Gold: Signs of Strain Starting to Emerge After Relentless Rally
LONDON (November 11) Gold has started the new week on the back foot, easing lower straight from the Asian open overnight. Both gold and silver continued their pullback last week, marking a second consecutive decline. With Trump’s election win seen as positive for geopolitical stability, gold faced downward pressure.
It slipped 1.9% to end the week at $2,684, while silver dropped 3.5% to close at $31.31. In contrast, Bitcoin hit new record highs last week, before adding fresh gains at the start of this week. Precious metals could face a bumpy road ahead, after a wonderful year until last week’s pullback.
Rising US dollar and bond yields and Trump’s big victory should hold the metal back for a while, as prices continue to ease from severally overbought technical levels. This might turn out to be a healthy pullback for gold, removing some froth after its relentless rally.
Trump’s win, gold’s loss
Last week was a big one for the financial markets. Despite predictions of a close race, Donald Trump secured a sweeping victory, with Democrats taking most of the swing states and achieving a decisive win.
Markets responded positively, with US equities and cryptocurrencies surging in the aftermath. Meanwhile, the Federal Reserve cut rates by 25 basis points, as anticipated, though Chair Powell’s remarks offered no fresh insights or guidance.
Rising yields and US dollar could hurt metals further
In the last couple of weeks, gold has finally bowed to rising yields and a strong US dollar. Rising bond yields make assets such as gold and silver that don’t pay any interest, less attractive.
Rising yields increase the opportunity cost of holding onto these types of assets, since you can get a fixed nominal return by holding “risk free” government debt. The fact that gold is priced in USD will make it dearer for foreign buyers, weakening demand.
Following the weaker-than-expected October nonfarm payrolls, third-quarter GDP, and JOLTS job openings, last week saw some of the main US data releases come ahead of expectations, including the ISM services PMI (56.0 vs. 53.8) and UoM Consumer Sentiment (73.0 vs. 71.0). But last week wasn’t about data at all, as the elections dominated the agenda.

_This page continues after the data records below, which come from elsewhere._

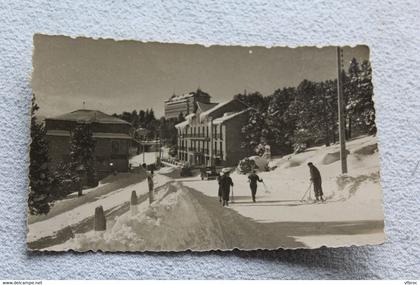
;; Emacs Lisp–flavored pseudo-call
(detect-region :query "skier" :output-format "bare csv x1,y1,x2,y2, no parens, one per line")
308,162,324,201
248,170,263,203
220,170,233,207
217,172,223,204
146,172,154,204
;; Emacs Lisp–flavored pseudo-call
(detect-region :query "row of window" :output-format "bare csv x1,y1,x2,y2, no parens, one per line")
179,125,222,139
179,141,223,155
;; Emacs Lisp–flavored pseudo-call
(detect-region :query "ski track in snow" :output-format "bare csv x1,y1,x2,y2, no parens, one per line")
28,137,385,250
27,174,170,242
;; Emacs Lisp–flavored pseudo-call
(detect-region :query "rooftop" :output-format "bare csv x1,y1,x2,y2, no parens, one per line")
47,109,130,125
197,101,218,112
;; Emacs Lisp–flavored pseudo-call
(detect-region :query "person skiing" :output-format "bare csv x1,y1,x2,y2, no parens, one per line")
308,162,324,201
146,171,155,204
248,169,263,203
220,170,233,207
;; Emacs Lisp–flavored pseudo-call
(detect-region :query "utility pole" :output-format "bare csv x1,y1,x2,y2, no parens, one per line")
337,47,347,174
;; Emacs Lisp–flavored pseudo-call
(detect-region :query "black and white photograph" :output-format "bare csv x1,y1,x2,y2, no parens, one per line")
27,34,385,252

The dollar only softened temporarily on Thursday before rebounding on Friday, helping the Dollar Index to post another weekly green candle as it finished near the key 105.00 handle. This level is quite important from a technical perspective. A clean break above this level could see the DXY bulls aim for the highs of June (106.13) and April (106.51), and potentially even that of October 2023 (107.35). If the DXY rises further, then gold should, in theory, go in the opposite direction.
US inflation and retail sales data are among week’s macro highlights
This week, inflation and retail sales data will dominate the agenda, although the US economic calendar is quiet today with US banks closed in observance of Veterans Day. Meanwhile, investors will still be digesting the impact of Trump’s victory and the Fed’s decision to cut rates by 25 basis points on Thursday.
Fed Chair Powell remained reserved on whether the Republican’s sweeping victory would prompt a slower pace of rate cuts, particularly given potential shifts in fiscal policy. Despite Thursday’s sell-off, investors held their ground on the dollar, buoyed by expectations of increased government spending and tax cuts under Trump. This sentiment, combined with stronger Consumer Sentiment data on Friday, ensured the yellow metal would close lower on the week.